Llopis, quarto colocado nos 60m com barreiras no Campeonato Mundial de Atletismo;  Asier Martínez, desclassificado nas semifinais |  Esportes


Llopis, pela direita, na semifinal.ADAM VAUGHAN (EFE)

Eles nasceram no mesmo ano, 2000; Medem quase iguais, cerca de 1,90m; Eles vão a todos os lugares juntos, quase dá para dizer que eles se amam; Não gostam de acordar cedo e sofrem nas séries matinais; Eles fazem a mesma prova, são caras com barreiras altas, as barreiras de 1,06m, e, como juniores, seus melhores tempos diferem em centésimos.

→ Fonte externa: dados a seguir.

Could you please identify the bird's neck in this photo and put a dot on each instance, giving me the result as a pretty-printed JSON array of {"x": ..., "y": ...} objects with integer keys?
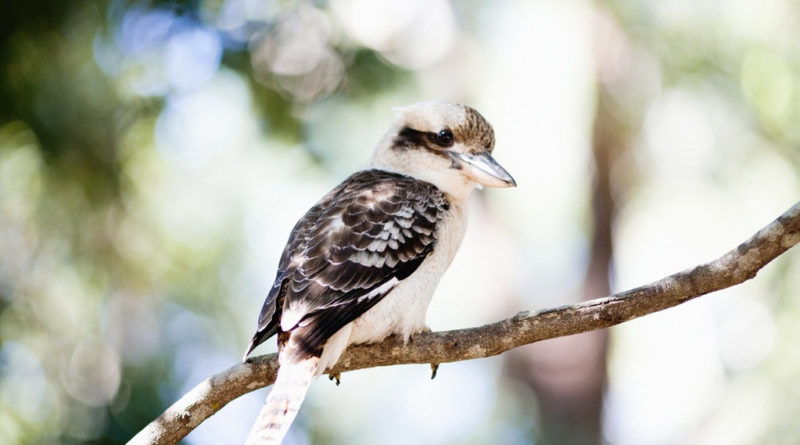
[{"x": 426, "y": 167}]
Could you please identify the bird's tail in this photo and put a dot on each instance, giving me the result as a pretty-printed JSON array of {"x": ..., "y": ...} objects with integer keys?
[{"x": 284, "y": 400}]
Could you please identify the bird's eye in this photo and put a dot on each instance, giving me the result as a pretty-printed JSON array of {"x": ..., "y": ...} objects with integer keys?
[{"x": 445, "y": 138}]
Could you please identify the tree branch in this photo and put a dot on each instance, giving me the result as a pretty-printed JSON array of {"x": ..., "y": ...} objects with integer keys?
[{"x": 735, "y": 267}]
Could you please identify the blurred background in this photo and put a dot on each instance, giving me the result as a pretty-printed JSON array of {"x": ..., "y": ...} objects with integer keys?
[{"x": 155, "y": 155}]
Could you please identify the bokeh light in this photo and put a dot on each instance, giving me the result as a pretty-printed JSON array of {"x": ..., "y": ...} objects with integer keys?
[{"x": 154, "y": 157}]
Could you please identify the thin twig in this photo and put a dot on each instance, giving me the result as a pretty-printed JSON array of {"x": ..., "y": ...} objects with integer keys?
[{"x": 735, "y": 267}]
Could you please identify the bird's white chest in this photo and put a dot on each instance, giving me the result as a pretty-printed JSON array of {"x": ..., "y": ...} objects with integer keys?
[{"x": 403, "y": 310}]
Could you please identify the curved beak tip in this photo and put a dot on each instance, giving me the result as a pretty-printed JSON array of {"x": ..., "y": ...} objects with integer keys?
[{"x": 484, "y": 170}]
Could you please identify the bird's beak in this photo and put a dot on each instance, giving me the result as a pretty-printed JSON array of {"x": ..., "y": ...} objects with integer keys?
[{"x": 483, "y": 169}]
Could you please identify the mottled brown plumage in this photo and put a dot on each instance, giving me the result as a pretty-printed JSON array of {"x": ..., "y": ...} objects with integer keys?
[
  {"x": 362, "y": 264},
  {"x": 373, "y": 227}
]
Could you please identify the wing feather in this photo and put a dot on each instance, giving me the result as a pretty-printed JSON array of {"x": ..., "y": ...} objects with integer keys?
[{"x": 349, "y": 251}]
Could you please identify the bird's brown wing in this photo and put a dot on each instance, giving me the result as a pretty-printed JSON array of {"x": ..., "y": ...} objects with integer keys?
[{"x": 348, "y": 252}]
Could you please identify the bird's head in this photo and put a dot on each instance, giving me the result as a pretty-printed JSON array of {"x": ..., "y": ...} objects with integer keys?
[{"x": 449, "y": 145}]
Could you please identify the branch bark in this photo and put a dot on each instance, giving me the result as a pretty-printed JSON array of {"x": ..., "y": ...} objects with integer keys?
[{"x": 732, "y": 268}]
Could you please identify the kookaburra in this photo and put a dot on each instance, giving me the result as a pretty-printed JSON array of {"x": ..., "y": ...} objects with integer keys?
[{"x": 363, "y": 263}]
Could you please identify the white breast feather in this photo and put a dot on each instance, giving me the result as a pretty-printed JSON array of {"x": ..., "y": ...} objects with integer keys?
[{"x": 403, "y": 310}]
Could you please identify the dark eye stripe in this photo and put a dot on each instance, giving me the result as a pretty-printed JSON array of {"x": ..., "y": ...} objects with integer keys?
[{"x": 408, "y": 137}]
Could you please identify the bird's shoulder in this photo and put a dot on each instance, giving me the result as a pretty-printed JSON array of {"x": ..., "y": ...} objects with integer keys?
[{"x": 356, "y": 244}]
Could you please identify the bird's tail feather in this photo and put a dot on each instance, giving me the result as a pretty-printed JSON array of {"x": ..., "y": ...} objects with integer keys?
[{"x": 284, "y": 400}]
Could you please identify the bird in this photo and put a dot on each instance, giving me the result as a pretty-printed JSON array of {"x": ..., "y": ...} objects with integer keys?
[{"x": 363, "y": 263}]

Os dois tiveram um 2023 difícil, do qual não querem lembrar, depois de ambos disputarem a final do Europeu de Munique 2022 ao ar livre, e superaram-no.

Eles são Asier Martínez, Navarrese, e Enrique Llopis, valenciano, e só as meias-finais de Glasgow separaram os seus destinos, as suas vidas tão paralelas que quando María Vicente, no sábado à noite, faz uma aparição inesperada no pavilhão de Glasgow – muletas e uma grande bota de protecção no pé esquerdo -, fica surpreendida quando eles falam para ela, que bom, que bom que você está tão animado para vir para a pista, e ela responde: “Cara, claro, eu não ia sentir falta do Asier e do Quique por nada no mundo”. E todos falam deles ao mesmo tempo, como se fossem um casal artístico. E quando um ganha o outro ela o parabeniza e fica quase mais feliz do que se tivesse vencido.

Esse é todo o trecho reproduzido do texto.